An interview with Hank Nothhaft, Jr., CEO of Trapit, expert on modern sales and changing the way business does social.
I recently had the chance to chat in depth with Hank Nothaft, Jr., the CEO of Trapit, which is changing the way business does social. Sales Reboot Camp is powered by Trapit, and we are committed to helping you filter through all of the information on modern B2B sales and marketing and surface what is important. We curate the best content each week and interview experts and thought leaders in the industry to share practical guidance and insights.
Hank shared his journey and thinking on modern sales. We had a great discussion on:
How to ‘be the smartest person in the room’
Enabling modern sales organizations
How he believes in ‘Changing the way business does social’
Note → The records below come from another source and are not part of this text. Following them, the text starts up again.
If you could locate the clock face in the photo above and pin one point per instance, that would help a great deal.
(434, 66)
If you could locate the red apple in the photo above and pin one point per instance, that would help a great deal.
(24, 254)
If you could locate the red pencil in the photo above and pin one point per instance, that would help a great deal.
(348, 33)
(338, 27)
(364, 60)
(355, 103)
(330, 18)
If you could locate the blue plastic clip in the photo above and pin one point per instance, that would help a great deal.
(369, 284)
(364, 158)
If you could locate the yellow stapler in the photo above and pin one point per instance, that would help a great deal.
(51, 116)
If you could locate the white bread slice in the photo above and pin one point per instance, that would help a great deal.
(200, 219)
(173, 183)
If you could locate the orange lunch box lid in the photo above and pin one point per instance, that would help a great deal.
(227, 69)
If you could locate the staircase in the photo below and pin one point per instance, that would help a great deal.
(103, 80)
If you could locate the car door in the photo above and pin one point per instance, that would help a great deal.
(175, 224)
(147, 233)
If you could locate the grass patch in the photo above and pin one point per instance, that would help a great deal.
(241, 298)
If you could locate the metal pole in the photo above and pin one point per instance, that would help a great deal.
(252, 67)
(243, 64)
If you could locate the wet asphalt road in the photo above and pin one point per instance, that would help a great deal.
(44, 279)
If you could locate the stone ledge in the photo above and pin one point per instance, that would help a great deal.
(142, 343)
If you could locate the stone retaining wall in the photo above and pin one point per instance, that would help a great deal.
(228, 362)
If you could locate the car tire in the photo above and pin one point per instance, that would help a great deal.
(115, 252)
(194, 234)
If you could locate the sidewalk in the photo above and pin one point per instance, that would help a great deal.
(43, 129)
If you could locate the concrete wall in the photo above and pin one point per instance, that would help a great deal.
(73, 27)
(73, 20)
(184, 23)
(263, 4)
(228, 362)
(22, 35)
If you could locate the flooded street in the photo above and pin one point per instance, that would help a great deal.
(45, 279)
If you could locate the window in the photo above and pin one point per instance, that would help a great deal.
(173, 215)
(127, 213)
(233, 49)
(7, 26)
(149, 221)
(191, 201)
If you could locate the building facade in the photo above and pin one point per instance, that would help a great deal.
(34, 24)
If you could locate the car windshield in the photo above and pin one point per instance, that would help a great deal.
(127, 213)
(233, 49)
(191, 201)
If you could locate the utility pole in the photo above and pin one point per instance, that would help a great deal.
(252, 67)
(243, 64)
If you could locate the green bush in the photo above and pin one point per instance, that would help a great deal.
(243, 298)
What it takes to build successful social selling programs
Implications of the Microsoft acquisition of LinkedIn
Why Twitter is ‘his jam’
Here are the highlights of our conversation:
For Hank, it has always been about the powerful role highly relevant content plays in building our knowledge and expertise. The power of finding great content has always been at the core of his thinking and approach with Trapit. Originally, Trapit was a consumer app that found the best content on Internet, personalized to the interest of each user. The use case has evolved only slightly over time, but ultimately it was about connecting people with great content.
In the early days, nobody had heard of content curation. Most people thought curation was something done in art galleries. Savvy internet users were using search, alerts and an array of tactics to get below the surface of what was popular and find rich, highly relevant content.
“We knew there was a community of passionate, highly knowledgeable content creators who were not finding an audience. At the same time, people were interested in finding highly relevant content based on their interests and needs.”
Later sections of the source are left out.